Segundo o coordenador administrativo Deoclécio Nascimento, em 2013, o Serviço recebeu 443.457 ligações. Dessas, 56.963 geraram comparecimento das ambulâncias ou orientação médica, enquanto 223.529 ligações foram trotes, o correspondente a 50,41% de todas as chamadas feitas durante o ano passado. Em 2012 o balanço e trotes foi de 34% das ligações.

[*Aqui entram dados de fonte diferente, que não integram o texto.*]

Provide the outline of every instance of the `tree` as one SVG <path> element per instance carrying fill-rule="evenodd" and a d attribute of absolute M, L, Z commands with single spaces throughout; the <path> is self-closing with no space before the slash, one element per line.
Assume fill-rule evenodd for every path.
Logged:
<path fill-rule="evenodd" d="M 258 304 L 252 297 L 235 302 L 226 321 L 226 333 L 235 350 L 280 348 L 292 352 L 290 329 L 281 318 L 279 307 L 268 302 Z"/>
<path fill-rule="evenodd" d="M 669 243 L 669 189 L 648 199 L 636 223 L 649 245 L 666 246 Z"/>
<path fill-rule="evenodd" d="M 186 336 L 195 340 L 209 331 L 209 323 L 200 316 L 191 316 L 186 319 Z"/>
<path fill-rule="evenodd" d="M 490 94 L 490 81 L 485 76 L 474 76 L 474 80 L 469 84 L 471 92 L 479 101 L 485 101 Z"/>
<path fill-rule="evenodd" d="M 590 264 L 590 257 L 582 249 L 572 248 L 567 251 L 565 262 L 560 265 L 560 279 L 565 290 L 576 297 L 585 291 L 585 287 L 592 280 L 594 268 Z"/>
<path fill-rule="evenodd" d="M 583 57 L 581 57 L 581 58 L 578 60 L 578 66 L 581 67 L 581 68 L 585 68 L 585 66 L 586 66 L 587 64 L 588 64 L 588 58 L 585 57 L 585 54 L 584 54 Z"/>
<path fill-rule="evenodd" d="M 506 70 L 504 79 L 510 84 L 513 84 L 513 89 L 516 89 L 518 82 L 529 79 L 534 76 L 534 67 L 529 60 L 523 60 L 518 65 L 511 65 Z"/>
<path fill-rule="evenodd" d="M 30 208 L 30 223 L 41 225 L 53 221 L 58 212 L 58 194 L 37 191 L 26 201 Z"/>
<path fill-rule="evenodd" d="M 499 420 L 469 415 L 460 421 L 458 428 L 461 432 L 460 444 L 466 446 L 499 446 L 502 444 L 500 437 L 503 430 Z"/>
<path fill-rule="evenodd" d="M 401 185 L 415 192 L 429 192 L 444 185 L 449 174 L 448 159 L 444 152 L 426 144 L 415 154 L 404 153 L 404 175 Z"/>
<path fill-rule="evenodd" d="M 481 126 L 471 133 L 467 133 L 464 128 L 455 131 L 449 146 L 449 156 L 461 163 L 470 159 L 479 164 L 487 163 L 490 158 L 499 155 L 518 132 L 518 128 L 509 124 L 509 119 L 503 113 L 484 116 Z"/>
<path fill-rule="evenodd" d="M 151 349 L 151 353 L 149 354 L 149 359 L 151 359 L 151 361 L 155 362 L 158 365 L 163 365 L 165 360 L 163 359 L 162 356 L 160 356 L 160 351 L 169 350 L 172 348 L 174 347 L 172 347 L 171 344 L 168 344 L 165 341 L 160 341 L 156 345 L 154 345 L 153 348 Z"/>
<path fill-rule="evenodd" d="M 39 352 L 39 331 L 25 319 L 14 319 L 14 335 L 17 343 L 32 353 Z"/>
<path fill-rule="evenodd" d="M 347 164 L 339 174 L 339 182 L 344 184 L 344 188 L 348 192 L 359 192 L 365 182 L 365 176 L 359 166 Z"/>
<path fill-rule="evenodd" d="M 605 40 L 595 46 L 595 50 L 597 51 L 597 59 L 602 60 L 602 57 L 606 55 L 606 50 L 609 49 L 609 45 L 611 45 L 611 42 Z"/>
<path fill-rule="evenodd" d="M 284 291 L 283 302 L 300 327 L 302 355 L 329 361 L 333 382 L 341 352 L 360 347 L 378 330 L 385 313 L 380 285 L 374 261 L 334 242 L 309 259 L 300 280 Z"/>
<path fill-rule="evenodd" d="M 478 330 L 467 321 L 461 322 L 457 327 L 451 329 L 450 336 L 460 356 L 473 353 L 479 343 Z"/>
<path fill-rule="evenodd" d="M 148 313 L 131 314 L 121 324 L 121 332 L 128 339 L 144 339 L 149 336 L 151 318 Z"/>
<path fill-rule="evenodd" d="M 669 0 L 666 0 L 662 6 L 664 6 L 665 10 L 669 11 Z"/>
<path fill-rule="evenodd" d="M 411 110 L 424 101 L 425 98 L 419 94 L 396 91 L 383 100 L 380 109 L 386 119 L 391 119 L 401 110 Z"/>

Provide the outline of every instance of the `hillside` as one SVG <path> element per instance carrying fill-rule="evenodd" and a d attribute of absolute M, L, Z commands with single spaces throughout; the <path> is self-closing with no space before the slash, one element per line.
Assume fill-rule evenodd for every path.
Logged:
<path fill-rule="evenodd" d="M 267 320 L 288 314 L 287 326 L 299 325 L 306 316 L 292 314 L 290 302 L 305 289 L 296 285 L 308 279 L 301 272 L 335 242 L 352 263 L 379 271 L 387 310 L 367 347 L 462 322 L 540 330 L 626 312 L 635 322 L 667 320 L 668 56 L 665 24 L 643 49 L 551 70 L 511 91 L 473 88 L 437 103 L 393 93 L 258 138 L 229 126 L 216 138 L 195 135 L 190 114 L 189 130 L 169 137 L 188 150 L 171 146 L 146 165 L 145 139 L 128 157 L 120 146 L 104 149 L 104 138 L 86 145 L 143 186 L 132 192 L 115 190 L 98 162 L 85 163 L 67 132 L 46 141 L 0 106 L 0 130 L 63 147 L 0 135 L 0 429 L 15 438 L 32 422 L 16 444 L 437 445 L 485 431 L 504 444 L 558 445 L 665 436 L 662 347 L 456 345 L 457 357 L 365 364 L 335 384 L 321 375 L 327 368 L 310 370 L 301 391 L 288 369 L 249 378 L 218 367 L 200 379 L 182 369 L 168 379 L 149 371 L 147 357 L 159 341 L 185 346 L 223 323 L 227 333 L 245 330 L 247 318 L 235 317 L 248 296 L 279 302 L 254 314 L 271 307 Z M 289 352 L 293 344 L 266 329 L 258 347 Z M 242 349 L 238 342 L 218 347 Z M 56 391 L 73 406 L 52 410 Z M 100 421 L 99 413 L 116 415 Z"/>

Deoclécio Nascimento ressalta que o trote (comunicação de falsa situação de emergência) pode ser gerado tanto em Campina Grande, como em qualquer dos 25 municípios que integram a Central de Regulação desta cidade, já que o Samu campinense foi regionalizado desde 2012.
Assim que for concluída a investigação, o Ministério Público deverá ser acionado, para requerer à Justiça a quebra do sigilo telefônico das pessoas suspeitas de fazerem trotes para o Samu, que é mantido com recursos dos governos federal, estadual e municipal.